Solheim Johanne H, Gunko Evgeniy, Petersen Dennis, Großerüschkamp Frederik, Gerwert Klaus, Kohler Achim
Faculty of Science and Technology, Norwegian University of Life Sciences, Ås, Norway.
Faculty of Radiophysics and Computer Technologies, Department of System Analysis and Computer Modeling, BY-Belarusian State University (BY-BSU), Minsk, Republic of Belarus.
J Biophotonics. 2019 Aug;12(8):e201800415. doi: 10.1002/jbio.201800415. Epub 2019 Mar 14.
Infrared spectroscopy of single cells and tissue is affected by Mie scattering. During recent years, several methods have been proposed for retrieving pure absorbance spectra from such measurements, while currently no user-friendly version of the state-of-the-art algorithm is available. In this work, an open-source code for correcting highly scatter-distorted absorbance spectra of cells and tissues is presented, as well as several improvements of the latest version of the Mie correction algorithm based on extended multiplicative signal correction (EMSC) published by Konevskikh et al. In order to test the stability of the code, a set of apparent absorbance spectra was simulated. To this purpose, pure absorbance spectra based on a Matrigel spectrum are simulated. Scattering contributions where obtained by mimicking the scattering features observed in a set of experimentally obtained spectra . It can be concluded that the algorithm is not depending strongly on the reference spectrum used for initializing the algorithm and retrieves well the underlying pure absorbance spectrum. The calculation time of the algorithm is considerably improved with respect to the resonant Mie scattering EMSC algorithm used by the community today.

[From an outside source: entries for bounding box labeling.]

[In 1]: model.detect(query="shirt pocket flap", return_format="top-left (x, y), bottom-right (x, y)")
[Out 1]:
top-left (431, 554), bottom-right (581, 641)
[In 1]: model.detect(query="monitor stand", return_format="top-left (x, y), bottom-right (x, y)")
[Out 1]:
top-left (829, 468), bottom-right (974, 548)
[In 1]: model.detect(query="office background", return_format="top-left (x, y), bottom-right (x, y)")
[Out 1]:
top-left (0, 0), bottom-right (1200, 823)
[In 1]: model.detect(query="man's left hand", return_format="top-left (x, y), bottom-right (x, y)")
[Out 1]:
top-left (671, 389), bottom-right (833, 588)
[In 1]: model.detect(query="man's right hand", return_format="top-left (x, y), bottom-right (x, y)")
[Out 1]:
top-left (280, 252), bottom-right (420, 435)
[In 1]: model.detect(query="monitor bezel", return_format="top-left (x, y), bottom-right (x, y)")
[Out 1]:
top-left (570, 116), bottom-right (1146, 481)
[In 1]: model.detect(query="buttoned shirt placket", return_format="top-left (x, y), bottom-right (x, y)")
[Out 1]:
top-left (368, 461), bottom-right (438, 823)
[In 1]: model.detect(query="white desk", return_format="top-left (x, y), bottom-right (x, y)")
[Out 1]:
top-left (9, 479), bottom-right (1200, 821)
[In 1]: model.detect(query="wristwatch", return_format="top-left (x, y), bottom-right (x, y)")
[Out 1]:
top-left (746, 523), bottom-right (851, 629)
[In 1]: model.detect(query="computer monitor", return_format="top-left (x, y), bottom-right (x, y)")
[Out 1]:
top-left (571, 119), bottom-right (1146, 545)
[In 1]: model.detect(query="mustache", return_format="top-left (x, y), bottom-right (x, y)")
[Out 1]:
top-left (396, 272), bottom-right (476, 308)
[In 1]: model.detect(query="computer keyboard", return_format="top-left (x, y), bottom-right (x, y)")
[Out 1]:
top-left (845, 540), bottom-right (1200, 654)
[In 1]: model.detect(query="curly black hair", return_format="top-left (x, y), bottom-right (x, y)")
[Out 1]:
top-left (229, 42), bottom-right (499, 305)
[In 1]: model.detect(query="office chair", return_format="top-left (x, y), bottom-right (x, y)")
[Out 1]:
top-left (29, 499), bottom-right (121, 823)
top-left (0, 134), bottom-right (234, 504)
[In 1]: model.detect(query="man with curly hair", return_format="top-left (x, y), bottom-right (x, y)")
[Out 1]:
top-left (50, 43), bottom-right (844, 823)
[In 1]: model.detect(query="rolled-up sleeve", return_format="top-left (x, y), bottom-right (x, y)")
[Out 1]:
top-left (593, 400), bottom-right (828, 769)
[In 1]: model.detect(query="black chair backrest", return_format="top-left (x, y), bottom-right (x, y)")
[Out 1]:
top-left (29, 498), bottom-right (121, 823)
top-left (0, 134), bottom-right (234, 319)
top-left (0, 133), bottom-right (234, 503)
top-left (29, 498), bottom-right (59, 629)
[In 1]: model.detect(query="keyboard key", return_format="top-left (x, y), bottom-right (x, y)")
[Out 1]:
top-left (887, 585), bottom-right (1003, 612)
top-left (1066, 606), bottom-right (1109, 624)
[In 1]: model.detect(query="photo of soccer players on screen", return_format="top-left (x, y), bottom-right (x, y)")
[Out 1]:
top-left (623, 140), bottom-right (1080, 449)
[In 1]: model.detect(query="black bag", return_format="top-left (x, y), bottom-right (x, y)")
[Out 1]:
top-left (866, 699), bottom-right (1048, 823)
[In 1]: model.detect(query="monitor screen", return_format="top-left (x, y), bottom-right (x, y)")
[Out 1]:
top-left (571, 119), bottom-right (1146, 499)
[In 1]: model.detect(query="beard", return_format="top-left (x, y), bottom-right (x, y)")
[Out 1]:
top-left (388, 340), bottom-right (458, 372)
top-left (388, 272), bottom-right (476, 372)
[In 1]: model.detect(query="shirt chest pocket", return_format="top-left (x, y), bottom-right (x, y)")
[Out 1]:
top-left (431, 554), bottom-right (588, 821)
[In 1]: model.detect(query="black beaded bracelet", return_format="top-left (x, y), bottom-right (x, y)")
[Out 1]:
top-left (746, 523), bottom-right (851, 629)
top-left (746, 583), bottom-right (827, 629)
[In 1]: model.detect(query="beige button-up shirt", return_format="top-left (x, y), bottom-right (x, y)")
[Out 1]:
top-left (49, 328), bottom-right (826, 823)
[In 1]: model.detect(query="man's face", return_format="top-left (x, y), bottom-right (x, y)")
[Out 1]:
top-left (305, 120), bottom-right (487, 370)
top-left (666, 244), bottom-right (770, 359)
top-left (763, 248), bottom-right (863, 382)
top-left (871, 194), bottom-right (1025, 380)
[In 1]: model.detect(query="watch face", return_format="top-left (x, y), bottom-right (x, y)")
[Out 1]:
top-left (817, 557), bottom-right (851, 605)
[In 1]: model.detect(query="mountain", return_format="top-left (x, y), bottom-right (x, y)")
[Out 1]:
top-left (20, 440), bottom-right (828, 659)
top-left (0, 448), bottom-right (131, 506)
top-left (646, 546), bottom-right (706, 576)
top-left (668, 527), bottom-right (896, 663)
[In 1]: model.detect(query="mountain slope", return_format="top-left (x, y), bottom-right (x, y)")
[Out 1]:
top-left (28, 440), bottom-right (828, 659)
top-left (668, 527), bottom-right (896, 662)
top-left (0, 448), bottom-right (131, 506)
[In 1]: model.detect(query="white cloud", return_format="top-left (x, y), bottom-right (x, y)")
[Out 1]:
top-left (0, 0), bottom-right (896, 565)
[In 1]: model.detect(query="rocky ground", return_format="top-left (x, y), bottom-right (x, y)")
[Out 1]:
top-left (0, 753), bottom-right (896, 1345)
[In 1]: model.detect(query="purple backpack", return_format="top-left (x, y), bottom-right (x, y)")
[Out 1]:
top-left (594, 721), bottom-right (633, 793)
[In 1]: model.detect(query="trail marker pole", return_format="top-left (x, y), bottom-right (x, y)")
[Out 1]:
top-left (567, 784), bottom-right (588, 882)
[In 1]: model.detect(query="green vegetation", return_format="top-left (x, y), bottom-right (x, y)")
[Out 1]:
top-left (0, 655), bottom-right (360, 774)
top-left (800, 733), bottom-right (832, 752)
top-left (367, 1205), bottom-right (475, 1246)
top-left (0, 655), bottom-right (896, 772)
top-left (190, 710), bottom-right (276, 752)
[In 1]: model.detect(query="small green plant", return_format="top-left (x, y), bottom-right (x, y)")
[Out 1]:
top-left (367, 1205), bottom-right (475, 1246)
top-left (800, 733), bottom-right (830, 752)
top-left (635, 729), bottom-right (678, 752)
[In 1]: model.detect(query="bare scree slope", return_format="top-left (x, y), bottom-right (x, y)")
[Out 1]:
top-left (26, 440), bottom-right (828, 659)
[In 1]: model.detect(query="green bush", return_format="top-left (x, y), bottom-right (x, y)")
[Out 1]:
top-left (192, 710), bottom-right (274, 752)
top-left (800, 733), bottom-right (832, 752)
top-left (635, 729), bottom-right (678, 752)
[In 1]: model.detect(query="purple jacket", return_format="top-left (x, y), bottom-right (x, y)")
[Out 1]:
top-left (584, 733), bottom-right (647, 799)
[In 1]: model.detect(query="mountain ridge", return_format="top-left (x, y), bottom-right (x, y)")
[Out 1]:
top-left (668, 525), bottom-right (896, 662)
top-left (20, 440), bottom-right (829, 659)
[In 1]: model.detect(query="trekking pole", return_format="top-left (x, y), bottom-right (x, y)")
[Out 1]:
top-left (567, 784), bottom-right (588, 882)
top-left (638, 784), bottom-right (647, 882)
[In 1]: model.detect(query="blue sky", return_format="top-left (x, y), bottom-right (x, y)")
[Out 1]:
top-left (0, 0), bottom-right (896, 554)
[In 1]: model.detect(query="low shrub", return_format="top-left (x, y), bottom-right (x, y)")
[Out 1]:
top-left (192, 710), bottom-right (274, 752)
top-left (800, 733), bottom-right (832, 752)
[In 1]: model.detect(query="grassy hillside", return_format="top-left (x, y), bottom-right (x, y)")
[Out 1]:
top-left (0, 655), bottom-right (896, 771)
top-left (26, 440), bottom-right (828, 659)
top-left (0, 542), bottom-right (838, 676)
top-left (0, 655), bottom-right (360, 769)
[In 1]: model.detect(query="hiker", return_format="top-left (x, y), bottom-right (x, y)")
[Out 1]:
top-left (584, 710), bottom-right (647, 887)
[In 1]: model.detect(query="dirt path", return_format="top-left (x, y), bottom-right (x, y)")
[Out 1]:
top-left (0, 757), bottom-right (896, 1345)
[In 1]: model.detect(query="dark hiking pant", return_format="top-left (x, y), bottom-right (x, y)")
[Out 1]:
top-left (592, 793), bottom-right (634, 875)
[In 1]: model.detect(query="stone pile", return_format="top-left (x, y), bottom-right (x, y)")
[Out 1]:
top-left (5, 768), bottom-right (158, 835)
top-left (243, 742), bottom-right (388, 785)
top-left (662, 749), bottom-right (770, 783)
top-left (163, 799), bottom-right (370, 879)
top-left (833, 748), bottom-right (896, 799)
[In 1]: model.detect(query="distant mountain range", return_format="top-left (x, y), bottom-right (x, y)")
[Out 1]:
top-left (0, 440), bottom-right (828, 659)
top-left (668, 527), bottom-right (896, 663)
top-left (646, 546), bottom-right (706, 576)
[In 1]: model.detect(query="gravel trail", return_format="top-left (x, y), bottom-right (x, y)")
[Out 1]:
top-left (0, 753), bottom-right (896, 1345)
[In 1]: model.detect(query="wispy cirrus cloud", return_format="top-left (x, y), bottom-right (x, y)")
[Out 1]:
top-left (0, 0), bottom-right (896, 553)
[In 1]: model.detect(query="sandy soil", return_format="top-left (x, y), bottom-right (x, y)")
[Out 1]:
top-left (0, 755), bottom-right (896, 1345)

单细胞和组织的红外光谱会受到米氏散射的影响。近年来,已经提出了几种从此类测量中获取纯吸收光谱的方法,但目前尚无用户友好型的最新算法版本。在这项工作中,展示了一个用于校正细胞和组织高度散射扭曲吸收光谱的开源代码,以及对Konevskikh等人发表的基于扩展乘法信号校正(EMSC)的米氏校正算法最新版本的若干改进。为了测试代码的稳定性,模拟了一组表观吸收光谱。为此,基于基质胶光谱模拟了纯吸收光谱。通过模拟在一组实验获得的光谱中观察到的散射特征来获得散射贡献。可以得出结论,该算法并不强烈依赖于用于初始化算法的参考光谱,并且能够很好地恢复潜在的纯吸收光谱。相对于当今学术界使用的共振米氏散射EMSC算法,该算法的计算时间有了显著改善。